Chi mi conosce bene sa che dico sempre solo la metà di quello che vorrei dire e solo la metà della metà risulta comprensibile. Il che, lo ammetto, è una valutazione generosa delle mie capacità comunicative.

lunedì, gennaio 8

Rieccomi per il primo post del 2007! Che dire? Sono state le vacanze di Natale più intense della mia vita. Potrei raccontarvi del capodanno a Siracusa, dell’i-pod che il “mio” Babbo Natale mi ha regalato, della presentazione con i miei suoceri, e di tutti i particolari di queste ultime due settimane.

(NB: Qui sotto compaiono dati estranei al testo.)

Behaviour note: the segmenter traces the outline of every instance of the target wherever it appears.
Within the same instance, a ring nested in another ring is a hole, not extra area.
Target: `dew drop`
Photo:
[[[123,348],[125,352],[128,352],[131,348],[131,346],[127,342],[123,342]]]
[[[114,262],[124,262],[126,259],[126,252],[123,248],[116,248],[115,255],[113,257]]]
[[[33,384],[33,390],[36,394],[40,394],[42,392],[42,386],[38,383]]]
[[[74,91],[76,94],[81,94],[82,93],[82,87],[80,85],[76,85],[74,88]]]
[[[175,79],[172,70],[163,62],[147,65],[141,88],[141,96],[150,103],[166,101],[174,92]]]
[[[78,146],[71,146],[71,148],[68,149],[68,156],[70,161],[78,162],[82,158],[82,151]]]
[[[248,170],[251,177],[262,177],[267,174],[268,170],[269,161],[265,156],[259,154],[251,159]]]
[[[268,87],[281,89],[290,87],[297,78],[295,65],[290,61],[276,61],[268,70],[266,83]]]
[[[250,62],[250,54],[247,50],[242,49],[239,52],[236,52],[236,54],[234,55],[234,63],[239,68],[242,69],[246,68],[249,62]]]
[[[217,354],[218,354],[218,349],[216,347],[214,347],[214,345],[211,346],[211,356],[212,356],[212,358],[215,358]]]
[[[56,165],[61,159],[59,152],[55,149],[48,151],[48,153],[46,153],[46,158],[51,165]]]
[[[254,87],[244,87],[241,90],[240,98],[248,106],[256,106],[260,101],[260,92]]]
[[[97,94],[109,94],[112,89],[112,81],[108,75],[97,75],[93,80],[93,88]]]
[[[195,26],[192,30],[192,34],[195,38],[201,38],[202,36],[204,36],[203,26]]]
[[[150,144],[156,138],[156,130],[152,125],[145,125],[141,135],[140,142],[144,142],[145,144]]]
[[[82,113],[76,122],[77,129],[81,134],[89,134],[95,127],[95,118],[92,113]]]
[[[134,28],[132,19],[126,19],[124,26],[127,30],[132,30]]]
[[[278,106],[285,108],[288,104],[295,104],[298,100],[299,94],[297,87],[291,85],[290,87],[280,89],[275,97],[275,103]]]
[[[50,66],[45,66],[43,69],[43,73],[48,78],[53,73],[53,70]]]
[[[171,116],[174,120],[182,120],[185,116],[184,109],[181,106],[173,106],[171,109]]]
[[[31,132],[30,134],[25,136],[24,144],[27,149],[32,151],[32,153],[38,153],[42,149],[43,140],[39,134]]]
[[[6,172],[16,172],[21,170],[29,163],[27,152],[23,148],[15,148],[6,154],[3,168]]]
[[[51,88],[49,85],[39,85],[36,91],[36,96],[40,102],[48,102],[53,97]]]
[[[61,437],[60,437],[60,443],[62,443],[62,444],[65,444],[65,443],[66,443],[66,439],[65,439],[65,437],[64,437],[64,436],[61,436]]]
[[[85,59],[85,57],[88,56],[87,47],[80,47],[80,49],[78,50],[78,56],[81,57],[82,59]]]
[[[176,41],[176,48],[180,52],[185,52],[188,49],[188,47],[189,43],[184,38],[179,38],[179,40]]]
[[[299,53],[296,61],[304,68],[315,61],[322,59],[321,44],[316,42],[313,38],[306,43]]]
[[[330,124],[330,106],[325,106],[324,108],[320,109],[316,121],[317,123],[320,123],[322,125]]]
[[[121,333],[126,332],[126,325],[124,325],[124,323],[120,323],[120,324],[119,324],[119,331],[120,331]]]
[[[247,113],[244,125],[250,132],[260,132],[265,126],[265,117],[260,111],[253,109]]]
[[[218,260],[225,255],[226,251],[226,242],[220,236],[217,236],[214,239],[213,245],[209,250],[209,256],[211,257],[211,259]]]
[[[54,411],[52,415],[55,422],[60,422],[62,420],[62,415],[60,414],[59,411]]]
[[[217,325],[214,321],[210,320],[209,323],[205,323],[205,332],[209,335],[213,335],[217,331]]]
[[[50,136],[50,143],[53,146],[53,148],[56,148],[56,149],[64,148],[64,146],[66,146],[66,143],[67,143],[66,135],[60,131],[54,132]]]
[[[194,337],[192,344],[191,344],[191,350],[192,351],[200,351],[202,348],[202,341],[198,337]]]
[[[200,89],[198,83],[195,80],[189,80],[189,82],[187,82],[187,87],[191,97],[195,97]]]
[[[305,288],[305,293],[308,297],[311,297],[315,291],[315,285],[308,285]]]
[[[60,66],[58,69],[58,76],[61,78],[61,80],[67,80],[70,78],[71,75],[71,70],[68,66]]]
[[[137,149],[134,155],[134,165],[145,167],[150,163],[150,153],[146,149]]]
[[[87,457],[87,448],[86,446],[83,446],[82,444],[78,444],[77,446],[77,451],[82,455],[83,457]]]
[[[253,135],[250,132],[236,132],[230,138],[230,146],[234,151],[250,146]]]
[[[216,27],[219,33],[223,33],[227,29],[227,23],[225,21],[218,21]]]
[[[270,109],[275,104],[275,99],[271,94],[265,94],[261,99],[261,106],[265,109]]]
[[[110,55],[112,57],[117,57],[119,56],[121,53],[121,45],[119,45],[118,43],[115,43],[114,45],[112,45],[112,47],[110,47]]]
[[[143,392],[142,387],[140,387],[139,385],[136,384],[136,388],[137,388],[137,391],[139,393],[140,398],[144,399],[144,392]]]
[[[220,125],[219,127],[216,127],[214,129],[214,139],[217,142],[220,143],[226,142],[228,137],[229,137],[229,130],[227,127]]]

Ma credo quello che ricorderò sempre con più intensità sarà un tratto di strada che abbiamo fatto in automobile nei dintorni di Siena. Il 3 gennaio io e Marco siamo partiti la casa dei suoi genitori a Roma, diretti versi Bologna. Verso l’ora di pranzo, Marco esce dall’autostrada perché ci tiene a portarmi a visitare l’Abbazia di San Galgano. Credetemi, si tratta di una location magica: sulla cime di una collina assolutamente deserta, si trova questa maestosa chiesa che fu realizzata tra il 1220 ed 1268, e che inaugurò lo stile gotico in Italia. Il tetto è interamente crollato nel 1768, e subito dopo l’abbazia è stata abbandonata, sconsacrata e saccheggiata di tutti i materiali di valore. Pertanto una volta entrati si è circondati da questa imponente architettura gotica ma se si alza gli occhi si ha il cielo e per terra c’è il prato. E’ impossibile non rimanerne affascinati. E’ un posto che annienta il dualismo di “dentro e fuori”, di “sacro e pagano”, di “nuovo e vecchio”.Questi contrasti convivono in questo posto magico, vengono annientati e non c’è più conflitto ma totalità. Non sono reduce da una sbronza di fine anno. Sono stato veramente ammaliato e profondamente toccato da questa visita.
Quando siamo ripartiti con la macchina eravamo entrambi soddisfatti, come se ci fossimo scambiati qualche eterna promessa, senza bisogno di verbalizzarla. E per una buona mezz’oretta abbiamo viaggiato, in silenzio, guardando una luna meravigliosa ed enorme che faceva capolino davanti a noi. Prima pallida e quasi invisibile, e via via sempre più accesa e quasi accecante. Marco ha messo un cd, una ristampa di un vecchio disco del 1967 dei Moody Blues. La canzone che ha scelto era “Nights in white Satin”. Io conoscevo solo la cover che nel 2003 Tori Amos aveva cantato a Parigi. Per me è stata come una preghiera. Questa canzone ha aspettato ben 40 anni, per celebrare il nostro amore in una strada in collina. Vi rendete conto? Ascoltare quella canzone, tenere la mia mano sulla sua coscia, ascoltare il suo respiro mi ha fatto sciogliere, mi ha fatto dimenticare la mia individualità, mi ha fatto sentire una cosa sola con lui. Credo sia stato amore, almeno mettendo insieme la vaga conoscenza della materia che mi sono fatto leggendo libri, guardando film e sentendo musica. La luna, la musica, la visita all’abbazia, non ultimo avere Marco accanto è stato un ‘attimo che mi ha consentito di uscire da me stesso, dalle stanze delle mie ossessioni. Io ero parte di un tutto che mi amava, e io amavo tutto quello che mi stava intorno. Il fardello dei mie drammi personali è diventato molto pesante da portare e in quel momento ho sentito la possibilità di abdicare, svestirmi di questo abito da re, abbandonare il trono del “re delle paranoie” che tanto ha condizionato la mia vita.
Questi versi resteranno impressi nella mia memoria:
La bellezza si è sempre perduta in questi occhi. Quale sia realmente la verità non sono più in grado di dirlo.
Perché ti amo sì, ti amo ti amo
Semplicemente, quello che tu vuoi esserealla fine lo sarai.
Ed io ti amo sì, ti amo ti amo.....

L’altro giorno Marco stava scaricando le foto che ci siamo fatti in quella giornata e la telefono mi ha chiesto: “Ma quanto eravamo felici quel giorno? Abbiamo delle espressioni di beatitudine e siamo bellissimi”.